Sie wurde mit den im März 1983
vorgezogenen Bundestagswahlen bestätigt. Auch hier wurden
detaillierte Koalitionsvereinbarungen getroffen. Einen
Koalitionsausschuss sollte es nicht geben. Es sind jedoch als
"Koalitionsgespräche" oder "Koalitionsrunde" bezeichnete
turnusmäßige Treffen der Spitzenpolitiker zu verzeichnen.
Ferner kam es zu gelegentlichen Zusammenkünften der drei
Parteivorsitzenden, "Dreier-Gespräche" genannt oder auch
respektlos als "Elefantenrunde" tituliert.
Nach der Bundestagswahl 1987 wurde kein
ausdrücklicher Koalitionsvertrag zwischen CDU/CSU und FDP
geschlossen. Allerdings wurden zahlreiche Detailvereinbarungen
getroffen. Wie schon in der Wahlperiode zuvor war kein offizieller
Koalitionsausschuss vorgesehen. Aus den "Koalitionsgesprächen"

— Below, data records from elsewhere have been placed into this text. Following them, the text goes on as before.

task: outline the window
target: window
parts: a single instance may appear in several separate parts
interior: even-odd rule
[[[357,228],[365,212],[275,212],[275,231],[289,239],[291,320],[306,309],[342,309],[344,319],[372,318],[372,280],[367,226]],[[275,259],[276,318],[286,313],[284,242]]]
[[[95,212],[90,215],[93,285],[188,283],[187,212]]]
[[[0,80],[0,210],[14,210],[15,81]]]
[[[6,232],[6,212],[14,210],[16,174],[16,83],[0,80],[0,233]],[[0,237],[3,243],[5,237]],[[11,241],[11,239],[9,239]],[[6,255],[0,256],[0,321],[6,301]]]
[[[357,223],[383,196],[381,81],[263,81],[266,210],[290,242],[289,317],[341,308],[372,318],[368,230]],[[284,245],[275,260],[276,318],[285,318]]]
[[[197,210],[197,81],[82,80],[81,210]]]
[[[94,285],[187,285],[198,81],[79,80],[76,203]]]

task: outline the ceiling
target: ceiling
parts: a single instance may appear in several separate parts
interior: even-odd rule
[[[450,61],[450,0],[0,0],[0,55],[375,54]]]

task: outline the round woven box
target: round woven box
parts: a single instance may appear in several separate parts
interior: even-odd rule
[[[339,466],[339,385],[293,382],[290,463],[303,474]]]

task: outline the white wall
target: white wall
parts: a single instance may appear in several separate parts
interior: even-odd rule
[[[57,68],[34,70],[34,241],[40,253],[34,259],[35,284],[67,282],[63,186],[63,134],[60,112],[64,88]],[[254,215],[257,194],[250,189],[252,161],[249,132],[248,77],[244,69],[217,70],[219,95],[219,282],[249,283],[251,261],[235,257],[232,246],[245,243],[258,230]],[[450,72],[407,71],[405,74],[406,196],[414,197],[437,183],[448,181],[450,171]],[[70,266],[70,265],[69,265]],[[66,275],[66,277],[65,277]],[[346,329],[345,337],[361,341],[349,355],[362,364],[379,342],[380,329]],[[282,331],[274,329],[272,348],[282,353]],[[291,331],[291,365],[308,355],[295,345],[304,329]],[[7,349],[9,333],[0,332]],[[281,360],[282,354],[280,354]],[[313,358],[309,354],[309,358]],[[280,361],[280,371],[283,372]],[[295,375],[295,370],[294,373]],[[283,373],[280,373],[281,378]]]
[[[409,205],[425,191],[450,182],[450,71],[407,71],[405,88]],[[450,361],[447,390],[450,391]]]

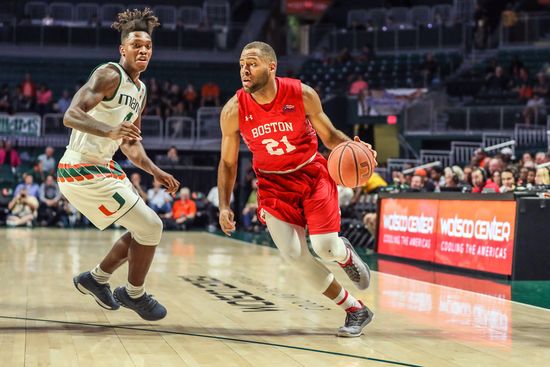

und den gelegentlichen Treffen der Parteivorsitzenden wurde die
"Koalitionsrunde" zu einem Entscheidungsgremium
fortentwickelt.
1990 wurde mit der Bundestagswahl die
"Koalition der Mitte" bestätigt. Union und FDP verabredeten
detaillierte Koalitionsvereinbarungen. Ein Koalitionsausschuss war
erneut nicht vorgesehen. Die "Koalitionsrunde" entwickelte sich in
dieser - der Zwölften - Wahlperiode zu einem informellen
Entscheidungsorgan mit umfassenden Kompetenzen. Weiterhin wurden
"Koalitionsarbeitsgruppen" eingesetzt.